Le jeune pianiste Jean-Paul Gasparian est de ces artistes méticuleux qui ne laissent rien au hasard. Sans épanchements ni états d'âme, ce disciple de Jacques Rouvier, Michel Béroff et Claire Désert donnait à la Roque-d'Anthéron un de ces récitals où chaque note est pensée, s'inscrivant dans un tout architecturé dont on ne manqua pas d'admirer les moirures. Démonstration en trois actes avec un Prélude et la troisième ballade de Chopin, la deuxième sonate de Prokofiev, et les Études-Tableaux de Rachmaninov.

© Christophe Gremiot
© Christophe Gremiot

Le Prélude op.27 n°2 s'éclaire en effet comme des vitraux aux couleurs des différentes tonalités entendues.
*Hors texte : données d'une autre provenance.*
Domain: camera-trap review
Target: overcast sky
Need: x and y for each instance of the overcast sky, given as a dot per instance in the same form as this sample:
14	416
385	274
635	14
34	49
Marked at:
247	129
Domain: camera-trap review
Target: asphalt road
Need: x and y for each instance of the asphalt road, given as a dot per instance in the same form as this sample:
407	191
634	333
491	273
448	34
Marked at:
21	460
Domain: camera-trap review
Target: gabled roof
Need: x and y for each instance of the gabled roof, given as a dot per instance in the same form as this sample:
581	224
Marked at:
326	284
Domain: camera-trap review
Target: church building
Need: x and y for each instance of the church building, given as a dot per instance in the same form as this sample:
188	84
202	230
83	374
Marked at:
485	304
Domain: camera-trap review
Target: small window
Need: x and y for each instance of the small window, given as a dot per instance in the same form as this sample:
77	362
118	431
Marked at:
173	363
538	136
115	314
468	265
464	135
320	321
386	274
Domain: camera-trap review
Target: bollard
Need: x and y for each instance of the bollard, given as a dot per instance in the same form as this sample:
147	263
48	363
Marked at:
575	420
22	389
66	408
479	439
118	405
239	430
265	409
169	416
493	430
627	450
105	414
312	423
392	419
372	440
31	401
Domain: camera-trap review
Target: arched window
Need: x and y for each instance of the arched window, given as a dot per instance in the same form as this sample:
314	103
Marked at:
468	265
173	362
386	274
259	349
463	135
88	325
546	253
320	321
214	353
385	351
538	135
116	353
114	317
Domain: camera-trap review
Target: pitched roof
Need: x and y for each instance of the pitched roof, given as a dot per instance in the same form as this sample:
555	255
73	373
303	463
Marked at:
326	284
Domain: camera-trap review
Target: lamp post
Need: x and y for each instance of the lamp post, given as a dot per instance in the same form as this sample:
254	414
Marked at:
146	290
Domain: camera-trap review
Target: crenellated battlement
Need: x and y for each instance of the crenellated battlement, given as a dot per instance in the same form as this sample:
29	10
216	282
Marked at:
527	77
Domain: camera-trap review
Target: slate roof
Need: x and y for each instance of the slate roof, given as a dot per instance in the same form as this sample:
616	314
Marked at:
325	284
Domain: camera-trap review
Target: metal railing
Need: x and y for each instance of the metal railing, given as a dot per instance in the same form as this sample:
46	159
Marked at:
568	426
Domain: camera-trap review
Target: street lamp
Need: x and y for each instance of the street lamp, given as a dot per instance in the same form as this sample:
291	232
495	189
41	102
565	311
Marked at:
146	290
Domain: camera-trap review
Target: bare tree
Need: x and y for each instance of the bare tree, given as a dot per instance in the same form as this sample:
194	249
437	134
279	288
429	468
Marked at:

Évacuant presque le côté vocal sans perdre la fluidité des vaguelettes de la main gauche, Jean-Paul Gasparian prend juste le temps de poser quelques accords pour en révéler la secrète gravité, et parvient à envelopper les auditeurs dans une religieuse communauté sonore, où la ferveur du moment, conjuguée à l'acoustique extraordinairement intime du lieu, n'est guère troublée que par le chant des oiseaux et le passage des avions, qui seuls nous rappellent que l'on est en plein air. Le pianiste semble préférer à l'étirement par le rubato la sensation d'un cheminement constant, irrésistible vagabondage de l'imagination. C'est le cas dans la troisième ballade : on y admire en particulier le soin constant apporté au basses, qui résonnent comme autant de coups de cloches. De ces pierres luisantes, les couleurs jaillissent de la main droite comme du vif-argent. Jean-Paul Gasparian n'est pas un pianiste rhétorique : il conçoit la partition non comme jeu de questions-réponses mais bien comme flot ininterrompu. Flot révélant au passage de bien rares fragilités dans les brillants élans de main droite, mais qui, à la manière d'un Walter Gieseking, emporte son auditeur sans même lui donner l'occasion de décrocher l'attention. Seule la retenue toute en sobriété du pianiste, preuve incontestable de style et de bon goût, empêche l'auditeur de se noyer dans cette ivresse sonore.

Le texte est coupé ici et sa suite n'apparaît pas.